За его спиной, уцепившись ногами за самую высокую деревянную балку беседки, верх тормашками висел бес. Самый настоящий, в точности такой, как описывает его библиотечная литература. Высокий, для своих пятнадцати лет, тонкий и гибкий, весь покрытый короткими иссиня-черными волосами. Скуластое лицо украшали широко посаженные черные глаза и плоский нос с большими ноздрями, довершали картину маленькие, словно подпиленные, слегка щербатые рожки. Бес качнулся и из-за его спины показался хвост, лоснящийся и замшевый, как у крысы, с острым роговым наростом на самом кончике. Он щелкнул им словно хлыстом, и хмыкнул, увидев, как белокурый наследник на крылечке вздрогнул. Палочка в его руке дрогнула, и очередная загогулина вышла криво. Наследник нахмурился.

– Берк, я же рисую, – мягко, почти нежно пожурил он беса, помотав головой. От этого его светло- пшеничные, локоны смешно подпрыгнули.

Черт улыбнулся, обнажив два острых нижних клыка и щелкнул хвостом еще раз.

Наследник Наместника вздрогнул, обернулся и, задрав голову, посмотрел на друга. В его огромных кристально- голубых глазах плескалось целое море обиды.

– Ну чего ты? – спросил он.

Берк пожал плечами и ловко перехватившись рукой за другую балку спрыгнул на пол беседки, совсем рядом с мальчиком.

– Мне скучно, Малкут, – сухо проинформировал он.

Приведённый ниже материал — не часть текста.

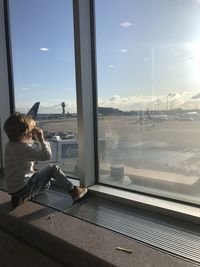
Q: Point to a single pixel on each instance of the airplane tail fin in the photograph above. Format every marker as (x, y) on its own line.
(34, 110)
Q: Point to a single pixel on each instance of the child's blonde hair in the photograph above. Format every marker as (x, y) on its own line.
(17, 125)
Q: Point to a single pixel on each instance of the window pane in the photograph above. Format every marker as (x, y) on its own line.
(44, 71)
(148, 61)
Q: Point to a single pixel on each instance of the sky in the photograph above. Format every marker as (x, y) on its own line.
(148, 52)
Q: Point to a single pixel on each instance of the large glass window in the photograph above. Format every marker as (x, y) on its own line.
(44, 71)
(148, 61)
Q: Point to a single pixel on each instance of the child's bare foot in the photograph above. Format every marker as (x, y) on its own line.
(78, 192)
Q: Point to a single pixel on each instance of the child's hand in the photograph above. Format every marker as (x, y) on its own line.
(38, 134)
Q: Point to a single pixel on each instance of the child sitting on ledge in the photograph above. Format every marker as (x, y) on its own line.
(22, 181)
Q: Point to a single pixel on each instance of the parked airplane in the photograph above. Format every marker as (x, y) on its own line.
(153, 118)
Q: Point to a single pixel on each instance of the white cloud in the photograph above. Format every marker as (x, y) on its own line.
(111, 66)
(126, 24)
(123, 50)
(44, 49)
(34, 85)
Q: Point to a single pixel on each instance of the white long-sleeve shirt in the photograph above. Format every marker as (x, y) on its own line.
(19, 161)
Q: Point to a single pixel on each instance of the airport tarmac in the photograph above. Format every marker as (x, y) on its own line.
(170, 147)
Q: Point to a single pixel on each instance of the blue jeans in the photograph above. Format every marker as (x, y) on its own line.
(40, 181)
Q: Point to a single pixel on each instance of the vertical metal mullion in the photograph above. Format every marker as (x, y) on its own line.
(86, 91)
(6, 81)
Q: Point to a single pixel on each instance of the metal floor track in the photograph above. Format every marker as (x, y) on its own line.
(171, 235)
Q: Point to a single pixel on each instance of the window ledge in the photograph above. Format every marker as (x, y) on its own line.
(171, 208)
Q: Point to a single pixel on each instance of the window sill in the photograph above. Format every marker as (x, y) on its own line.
(170, 208)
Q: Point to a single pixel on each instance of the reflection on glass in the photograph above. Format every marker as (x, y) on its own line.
(44, 72)
(148, 61)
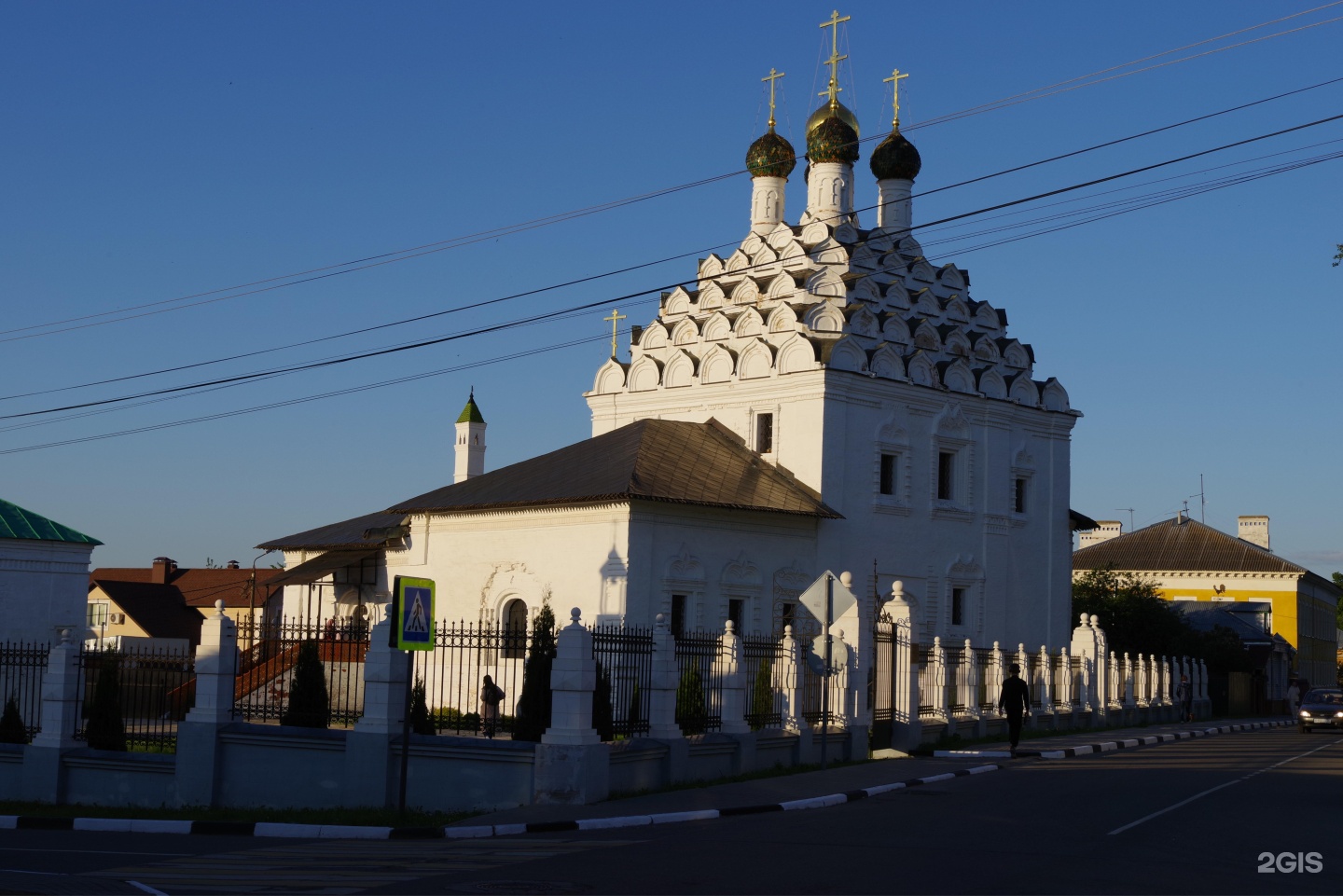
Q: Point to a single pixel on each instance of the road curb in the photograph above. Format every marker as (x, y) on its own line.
(1108, 746)
(464, 832)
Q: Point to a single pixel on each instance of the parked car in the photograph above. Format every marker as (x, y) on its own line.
(1322, 707)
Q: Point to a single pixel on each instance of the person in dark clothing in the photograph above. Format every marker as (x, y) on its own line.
(1014, 703)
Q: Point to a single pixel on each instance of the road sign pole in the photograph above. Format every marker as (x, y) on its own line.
(824, 674)
(406, 734)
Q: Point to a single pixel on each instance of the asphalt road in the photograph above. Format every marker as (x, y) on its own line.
(1201, 816)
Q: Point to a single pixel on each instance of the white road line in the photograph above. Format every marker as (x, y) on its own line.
(1211, 790)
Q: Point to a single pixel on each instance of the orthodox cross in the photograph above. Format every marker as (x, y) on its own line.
(833, 90)
(616, 329)
(774, 76)
(894, 86)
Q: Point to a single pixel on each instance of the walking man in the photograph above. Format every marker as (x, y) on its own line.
(1014, 703)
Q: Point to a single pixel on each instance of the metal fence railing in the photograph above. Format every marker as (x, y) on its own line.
(699, 697)
(625, 658)
(270, 653)
(133, 697)
(21, 669)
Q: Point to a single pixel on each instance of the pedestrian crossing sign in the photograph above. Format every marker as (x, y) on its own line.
(412, 614)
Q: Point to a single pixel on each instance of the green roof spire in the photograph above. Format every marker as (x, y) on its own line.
(470, 414)
(17, 523)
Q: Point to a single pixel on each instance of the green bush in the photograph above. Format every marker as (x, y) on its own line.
(12, 731)
(533, 704)
(105, 728)
(690, 712)
(309, 706)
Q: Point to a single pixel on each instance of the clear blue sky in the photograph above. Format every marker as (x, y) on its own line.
(156, 151)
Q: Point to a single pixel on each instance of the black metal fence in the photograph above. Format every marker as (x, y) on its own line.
(625, 658)
(454, 673)
(699, 696)
(21, 669)
(141, 691)
(270, 652)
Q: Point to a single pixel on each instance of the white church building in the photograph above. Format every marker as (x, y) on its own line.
(826, 398)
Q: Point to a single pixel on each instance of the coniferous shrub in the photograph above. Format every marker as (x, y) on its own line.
(106, 730)
(533, 703)
(603, 715)
(308, 703)
(12, 731)
(762, 697)
(421, 723)
(690, 713)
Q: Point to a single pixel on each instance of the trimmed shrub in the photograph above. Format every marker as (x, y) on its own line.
(12, 731)
(309, 706)
(105, 728)
(533, 703)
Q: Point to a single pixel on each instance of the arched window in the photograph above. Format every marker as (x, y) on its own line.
(515, 629)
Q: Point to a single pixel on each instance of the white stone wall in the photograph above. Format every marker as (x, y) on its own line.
(43, 588)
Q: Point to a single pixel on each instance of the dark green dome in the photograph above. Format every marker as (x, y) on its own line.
(771, 156)
(894, 159)
(833, 140)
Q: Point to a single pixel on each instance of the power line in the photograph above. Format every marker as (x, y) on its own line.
(632, 268)
(426, 249)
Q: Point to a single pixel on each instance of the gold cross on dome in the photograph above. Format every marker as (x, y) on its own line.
(894, 86)
(833, 91)
(616, 329)
(774, 76)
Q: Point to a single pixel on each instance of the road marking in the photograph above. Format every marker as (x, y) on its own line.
(1213, 790)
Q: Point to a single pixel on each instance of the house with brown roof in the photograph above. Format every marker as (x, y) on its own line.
(1196, 563)
(164, 603)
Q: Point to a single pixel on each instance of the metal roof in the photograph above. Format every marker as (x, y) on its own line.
(17, 523)
(1181, 544)
(671, 461)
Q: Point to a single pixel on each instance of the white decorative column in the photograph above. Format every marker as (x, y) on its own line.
(573, 765)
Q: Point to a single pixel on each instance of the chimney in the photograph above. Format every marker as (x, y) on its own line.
(1104, 531)
(161, 569)
(1253, 530)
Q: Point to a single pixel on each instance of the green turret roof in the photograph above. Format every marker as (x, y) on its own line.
(17, 523)
(470, 414)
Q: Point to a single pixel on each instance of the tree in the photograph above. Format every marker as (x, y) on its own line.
(12, 731)
(689, 701)
(1132, 613)
(105, 728)
(762, 696)
(421, 723)
(603, 715)
(309, 706)
(533, 704)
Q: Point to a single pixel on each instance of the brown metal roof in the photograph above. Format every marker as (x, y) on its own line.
(1177, 545)
(647, 460)
(347, 535)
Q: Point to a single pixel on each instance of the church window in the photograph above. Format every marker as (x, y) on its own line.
(515, 630)
(735, 606)
(677, 614)
(947, 476)
(765, 433)
(887, 484)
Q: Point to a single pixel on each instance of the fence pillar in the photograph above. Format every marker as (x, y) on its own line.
(573, 765)
(42, 774)
(198, 734)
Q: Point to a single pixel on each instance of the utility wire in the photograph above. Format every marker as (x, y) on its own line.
(632, 268)
(406, 255)
(635, 295)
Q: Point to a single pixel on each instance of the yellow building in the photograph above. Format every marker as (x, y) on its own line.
(1194, 561)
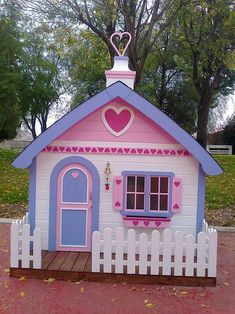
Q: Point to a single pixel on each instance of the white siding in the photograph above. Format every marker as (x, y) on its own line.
(183, 167)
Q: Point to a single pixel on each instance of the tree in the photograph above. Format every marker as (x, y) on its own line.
(10, 48)
(207, 55)
(228, 133)
(41, 83)
(143, 19)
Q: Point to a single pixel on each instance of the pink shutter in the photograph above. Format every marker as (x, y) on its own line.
(117, 192)
(177, 195)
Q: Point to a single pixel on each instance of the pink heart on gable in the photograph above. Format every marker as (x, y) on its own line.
(117, 120)
(74, 175)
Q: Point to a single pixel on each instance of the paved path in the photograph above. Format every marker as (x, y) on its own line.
(33, 296)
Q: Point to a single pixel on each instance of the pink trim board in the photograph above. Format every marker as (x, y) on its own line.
(117, 150)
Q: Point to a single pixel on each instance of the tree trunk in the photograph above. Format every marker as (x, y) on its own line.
(203, 114)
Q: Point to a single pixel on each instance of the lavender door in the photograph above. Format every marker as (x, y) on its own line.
(73, 219)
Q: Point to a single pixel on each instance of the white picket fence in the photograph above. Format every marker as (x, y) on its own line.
(162, 255)
(24, 247)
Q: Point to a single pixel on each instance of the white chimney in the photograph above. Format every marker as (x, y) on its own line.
(120, 72)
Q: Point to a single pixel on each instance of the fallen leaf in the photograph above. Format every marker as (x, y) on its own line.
(183, 292)
(49, 280)
(150, 305)
(203, 305)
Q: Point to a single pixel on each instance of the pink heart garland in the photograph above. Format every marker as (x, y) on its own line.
(120, 35)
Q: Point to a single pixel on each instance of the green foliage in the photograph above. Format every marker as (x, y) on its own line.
(14, 182)
(9, 79)
(228, 133)
(220, 189)
(90, 59)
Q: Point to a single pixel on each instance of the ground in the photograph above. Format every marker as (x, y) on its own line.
(48, 296)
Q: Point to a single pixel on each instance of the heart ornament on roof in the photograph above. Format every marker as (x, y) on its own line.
(117, 120)
(120, 35)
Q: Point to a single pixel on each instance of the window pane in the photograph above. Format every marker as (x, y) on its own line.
(130, 184)
(140, 201)
(153, 202)
(164, 185)
(130, 201)
(154, 184)
(140, 184)
(163, 202)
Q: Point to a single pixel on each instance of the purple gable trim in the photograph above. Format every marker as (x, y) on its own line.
(118, 89)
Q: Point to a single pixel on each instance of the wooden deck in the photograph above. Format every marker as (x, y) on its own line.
(76, 266)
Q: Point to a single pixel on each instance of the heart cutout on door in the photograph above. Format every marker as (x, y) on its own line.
(117, 120)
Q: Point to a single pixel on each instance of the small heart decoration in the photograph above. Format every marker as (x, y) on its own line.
(120, 35)
(74, 175)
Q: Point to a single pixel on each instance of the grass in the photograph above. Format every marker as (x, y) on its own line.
(220, 190)
(14, 182)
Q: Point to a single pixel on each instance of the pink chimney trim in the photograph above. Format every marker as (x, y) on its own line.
(120, 74)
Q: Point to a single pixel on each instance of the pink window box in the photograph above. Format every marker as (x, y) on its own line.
(147, 222)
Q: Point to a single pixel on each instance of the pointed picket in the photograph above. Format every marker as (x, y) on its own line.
(25, 246)
(201, 254)
(155, 249)
(166, 252)
(37, 250)
(143, 254)
(212, 253)
(95, 252)
(178, 260)
(131, 251)
(189, 256)
(119, 250)
(107, 250)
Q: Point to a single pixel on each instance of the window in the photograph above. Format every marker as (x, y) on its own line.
(147, 194)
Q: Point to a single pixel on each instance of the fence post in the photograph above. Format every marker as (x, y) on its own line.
(143, 254)
(95, 257)
(25, 246)
(166, 269)
(14, 260)
(37, 249)
(155, 249)
(107, 250)
(212, 253)
(178, 251)
(119, 250)
(189, 255)
(131, 251)
(201, 254)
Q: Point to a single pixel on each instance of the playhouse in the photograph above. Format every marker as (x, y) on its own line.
(115, 161)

– Порисуй со мной, – миролюбиво предложил наследник, но бес только недовольно сморщил плоский нос.

– Ск-у-у-учно, – мерзко гнусавя протянул он, но его товарищ только пожал плечами.

– Мне нравится.

Берк задумался. Как и всегда в такие моменты кончик его хвоста едва заметно подергивался.

– Может, салки? – наконец предложил он, и в его глазах появилась надежда, но друг только вздохнул.

– Мне нельзя на такое солнце, ты же знаешь, – белокурый наследник подтянул к себе коленки и продолжил выводить на земле непонятные фигуры.

– Мне нельзя на такое солнце, – передразнил бес, делая смешную рожу, – правильное у тебя имя, Малли, ты все время МЯМЛИШ!

Малкут грозно сдвинул брови и, отбросив палочку, встал. Обернувшись к бесу, он упер тоненькие руки в бока и, разделяя каждое слово, произнес:

– Мое имя A’lex’Malkutt, ты, невежа! Это означает – Подобный Дракону, понятно тебе?! И я не мямлю!

Черт нахмурился и молча принял боевую стойку, наследник, не мешкая и мгновения, сделал то же самое. Спустя вздох они уже катались по лужайке в тени низкой раскидистой яблони и мяли друг другу бока.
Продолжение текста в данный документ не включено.